On le quitte en entendant son ironique « A demain » (on vient si souvent que ça ici ?), direction le boss final du game. L’Antidote, le bar de foot par excellence. Gueule pleine à chaque match, jusqu’à en déborder dans la rue, l’établissement est comme Messi : il joue sa légende sur ce mois de juin. « Comme les joueurs, on a peur de se rater dans ce moment charnière, sourit Quentin Lefevre, l’un des barmans. Par exemple, à l’Euro-2016, durant la demie France-Allemagne, les télés ont sauté, et tous les spectateurs se sont rués vers d’autres bars. Tout ce qu’on redoute, et paf, ça t’arrive. C’est comme manquer un tir au but, même si on en rigole maintenant. »
Un public français difficile et versatile
Business is business. On a causé souvenirs, interactions, passions, mais question pognon ça donne quoi une Coupe du monde ? Premier affront : « si on compare au rugby, le fan de foot consomme bien peu », nous répond-on. On en reprend une.
Comme leur président, qui ne fera le déplacement en Russie que si ça se passe bien pour les Bleus, les Français n’ambiancent les terrasses qu’en fin de Mondial. « Ça ne commence à devenir incroyable en termes de chiffre d’affaires qu’à partir des quarts de finale, avoue Michel Ghidella. Les matchs avant, c’est la préchauffe. Mais les Français ne deviennent pas fous pour le foot ou pour la Coupe du monde, ils deviennent fous pour les Bleus…. Et encore, uniquement pour les Bleus qui gagnent ». Quentin : « Le public a retrouvé de l’amour pour l’équipe de France, mais cela reste friable. Je pense que les Bleus sous-estiment l’importance du comportement. Les fans ont du mal parfois à se retrouver dans leurs attitudes un peu nonchalantes… Et nous, les barmans, on a envie de les secouer et de leur crier "Soyez irréprochables !" parce que c’est quand même notre rentabilité qui est en jeu avec eux. »
Cf Knysna 2010. Une crise pour l’Equipe de France, mais aussi pour les bars, qui ont vécu le fiasco bleu intensément. « Je me souviens que pendant les matchs, les gens demandaient si on pouvait remettre la musique. Personne ne regardait. Les supporters ne venaient plus. Heureusement c’est derrière nous, mais si les supporters ont oublié, nous, on reste méfiants. »

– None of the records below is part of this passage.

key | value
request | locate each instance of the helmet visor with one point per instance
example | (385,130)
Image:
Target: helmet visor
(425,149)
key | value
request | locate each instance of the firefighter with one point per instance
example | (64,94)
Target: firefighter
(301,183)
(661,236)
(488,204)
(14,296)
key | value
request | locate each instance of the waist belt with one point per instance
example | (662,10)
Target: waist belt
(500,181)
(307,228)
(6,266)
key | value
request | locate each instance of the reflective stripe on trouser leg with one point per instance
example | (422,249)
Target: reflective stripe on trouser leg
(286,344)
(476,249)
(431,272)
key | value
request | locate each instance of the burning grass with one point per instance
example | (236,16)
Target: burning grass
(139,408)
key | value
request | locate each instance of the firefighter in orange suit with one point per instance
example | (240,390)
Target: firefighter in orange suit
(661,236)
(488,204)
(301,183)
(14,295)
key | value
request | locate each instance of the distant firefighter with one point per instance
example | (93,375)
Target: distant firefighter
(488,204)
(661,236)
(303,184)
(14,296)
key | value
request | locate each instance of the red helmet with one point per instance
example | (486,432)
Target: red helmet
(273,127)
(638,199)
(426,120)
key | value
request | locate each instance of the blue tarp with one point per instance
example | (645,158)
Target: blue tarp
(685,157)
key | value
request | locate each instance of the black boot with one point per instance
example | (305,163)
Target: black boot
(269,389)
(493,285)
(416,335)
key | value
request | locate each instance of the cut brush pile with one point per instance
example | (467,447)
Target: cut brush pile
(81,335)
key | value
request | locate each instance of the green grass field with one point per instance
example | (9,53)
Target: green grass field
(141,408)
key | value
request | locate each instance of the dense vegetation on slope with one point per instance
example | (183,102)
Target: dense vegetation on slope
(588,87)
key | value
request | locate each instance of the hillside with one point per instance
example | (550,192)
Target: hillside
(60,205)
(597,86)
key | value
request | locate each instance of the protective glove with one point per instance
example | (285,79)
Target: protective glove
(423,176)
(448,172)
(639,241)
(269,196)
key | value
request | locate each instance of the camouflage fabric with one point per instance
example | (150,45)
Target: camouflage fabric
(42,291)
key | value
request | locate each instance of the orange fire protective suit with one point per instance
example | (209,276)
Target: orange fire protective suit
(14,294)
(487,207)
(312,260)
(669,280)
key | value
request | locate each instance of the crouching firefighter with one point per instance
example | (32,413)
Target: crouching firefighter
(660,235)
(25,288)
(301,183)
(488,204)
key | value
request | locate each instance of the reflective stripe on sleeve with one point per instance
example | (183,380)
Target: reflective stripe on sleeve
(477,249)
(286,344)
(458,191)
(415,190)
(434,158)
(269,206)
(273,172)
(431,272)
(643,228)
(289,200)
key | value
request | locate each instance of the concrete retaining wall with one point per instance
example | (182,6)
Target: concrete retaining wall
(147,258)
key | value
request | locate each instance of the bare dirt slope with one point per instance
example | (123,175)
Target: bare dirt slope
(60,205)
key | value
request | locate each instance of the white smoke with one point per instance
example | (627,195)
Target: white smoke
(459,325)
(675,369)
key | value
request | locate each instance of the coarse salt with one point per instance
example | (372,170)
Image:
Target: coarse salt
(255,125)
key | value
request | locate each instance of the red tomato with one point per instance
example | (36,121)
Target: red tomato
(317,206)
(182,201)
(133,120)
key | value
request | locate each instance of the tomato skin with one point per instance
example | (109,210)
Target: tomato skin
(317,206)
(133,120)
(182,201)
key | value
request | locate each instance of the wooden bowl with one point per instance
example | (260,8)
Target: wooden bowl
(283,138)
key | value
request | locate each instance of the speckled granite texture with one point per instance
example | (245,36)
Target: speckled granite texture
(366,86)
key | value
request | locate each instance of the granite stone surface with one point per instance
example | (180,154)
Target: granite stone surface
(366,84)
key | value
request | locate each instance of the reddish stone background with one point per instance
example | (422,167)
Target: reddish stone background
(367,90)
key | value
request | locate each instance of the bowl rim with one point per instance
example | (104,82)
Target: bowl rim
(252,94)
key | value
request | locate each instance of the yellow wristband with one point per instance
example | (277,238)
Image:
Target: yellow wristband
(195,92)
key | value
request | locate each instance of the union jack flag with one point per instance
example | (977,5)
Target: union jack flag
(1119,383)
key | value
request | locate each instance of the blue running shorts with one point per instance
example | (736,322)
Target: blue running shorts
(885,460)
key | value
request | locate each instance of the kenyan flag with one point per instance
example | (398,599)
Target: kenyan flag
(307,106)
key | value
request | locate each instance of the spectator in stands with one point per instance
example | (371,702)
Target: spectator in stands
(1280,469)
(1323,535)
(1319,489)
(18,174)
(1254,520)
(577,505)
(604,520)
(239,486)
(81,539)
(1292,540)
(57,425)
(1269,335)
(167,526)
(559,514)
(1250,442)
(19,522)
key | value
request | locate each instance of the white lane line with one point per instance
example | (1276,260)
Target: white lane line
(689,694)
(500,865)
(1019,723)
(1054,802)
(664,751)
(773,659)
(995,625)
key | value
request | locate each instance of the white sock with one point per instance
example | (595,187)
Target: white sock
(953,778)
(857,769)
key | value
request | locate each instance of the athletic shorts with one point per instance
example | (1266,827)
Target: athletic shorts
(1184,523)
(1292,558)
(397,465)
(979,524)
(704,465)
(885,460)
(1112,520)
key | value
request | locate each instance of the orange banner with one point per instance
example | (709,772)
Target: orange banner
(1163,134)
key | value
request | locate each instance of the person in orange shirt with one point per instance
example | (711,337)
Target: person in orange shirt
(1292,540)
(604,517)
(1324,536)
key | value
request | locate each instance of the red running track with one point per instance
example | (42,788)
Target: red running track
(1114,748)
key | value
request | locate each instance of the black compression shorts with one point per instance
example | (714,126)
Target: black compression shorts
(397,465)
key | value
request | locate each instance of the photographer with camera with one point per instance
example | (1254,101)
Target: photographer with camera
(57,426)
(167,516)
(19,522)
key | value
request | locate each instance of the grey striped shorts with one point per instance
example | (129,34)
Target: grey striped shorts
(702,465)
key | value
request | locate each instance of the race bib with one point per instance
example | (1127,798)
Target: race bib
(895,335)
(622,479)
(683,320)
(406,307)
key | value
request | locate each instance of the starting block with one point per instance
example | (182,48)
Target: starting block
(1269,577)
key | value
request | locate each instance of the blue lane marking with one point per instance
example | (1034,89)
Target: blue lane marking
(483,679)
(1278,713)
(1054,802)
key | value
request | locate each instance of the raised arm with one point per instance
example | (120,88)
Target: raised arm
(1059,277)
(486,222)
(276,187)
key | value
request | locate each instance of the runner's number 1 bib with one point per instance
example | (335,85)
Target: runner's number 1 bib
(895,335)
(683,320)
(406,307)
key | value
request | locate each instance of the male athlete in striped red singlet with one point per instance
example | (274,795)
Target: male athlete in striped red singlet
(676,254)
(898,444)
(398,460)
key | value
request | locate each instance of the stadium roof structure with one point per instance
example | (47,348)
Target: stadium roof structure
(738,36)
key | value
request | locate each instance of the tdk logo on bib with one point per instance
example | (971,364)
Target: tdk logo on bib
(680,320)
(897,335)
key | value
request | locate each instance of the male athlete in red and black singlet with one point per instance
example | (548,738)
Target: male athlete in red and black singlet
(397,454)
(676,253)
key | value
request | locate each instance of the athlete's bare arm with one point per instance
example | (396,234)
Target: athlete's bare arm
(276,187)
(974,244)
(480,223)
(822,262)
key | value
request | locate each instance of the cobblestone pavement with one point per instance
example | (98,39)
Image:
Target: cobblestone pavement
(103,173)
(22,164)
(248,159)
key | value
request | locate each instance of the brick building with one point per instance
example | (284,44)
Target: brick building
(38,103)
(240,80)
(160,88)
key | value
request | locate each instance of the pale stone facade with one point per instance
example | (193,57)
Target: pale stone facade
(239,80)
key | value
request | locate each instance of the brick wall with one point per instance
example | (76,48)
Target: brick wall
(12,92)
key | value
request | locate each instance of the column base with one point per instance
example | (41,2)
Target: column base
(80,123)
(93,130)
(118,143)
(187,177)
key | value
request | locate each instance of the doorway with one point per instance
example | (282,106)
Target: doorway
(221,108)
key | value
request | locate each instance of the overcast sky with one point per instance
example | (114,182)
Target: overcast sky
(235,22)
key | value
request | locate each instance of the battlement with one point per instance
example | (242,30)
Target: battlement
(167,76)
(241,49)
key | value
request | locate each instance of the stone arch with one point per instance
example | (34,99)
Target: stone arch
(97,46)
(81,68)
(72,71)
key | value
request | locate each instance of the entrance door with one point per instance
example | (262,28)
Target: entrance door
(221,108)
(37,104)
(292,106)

Reste l’indispensable question. Quand on est barman et fan de foot, ce n’est pas trop dur de ne pas suivre les matchs ? « Parfois, c’est juste horrible. D’ailleurs quand c’est un match qui me tient à cœur, je regarde les buts au ralenti et j’annonce à tout le monde que je ne sers pas le temps de le voir le but », rigole Quentin. « C’est une autre expérience, je suis un spectateur aveugle, mais avec le bruit du bar, je sais très bien quel est le score, et même la physionomie du match. C’est comme suivre le match sur une radio un peu spéciale », préfère positiver Michel. Robin Eche pour le mot de la fin : « C’est sûr qu’on ne profite pas du match, mais on est heureux si les gens au bar en profitent. On est un métier de services, faut pas que le foot nous fasse oublier ça. » D’ailleurs mon verre va pas se remplir tout seul mon petit père…
>> Demain : Mais bon sang, qui est à l’origine du nom du Stade de France ?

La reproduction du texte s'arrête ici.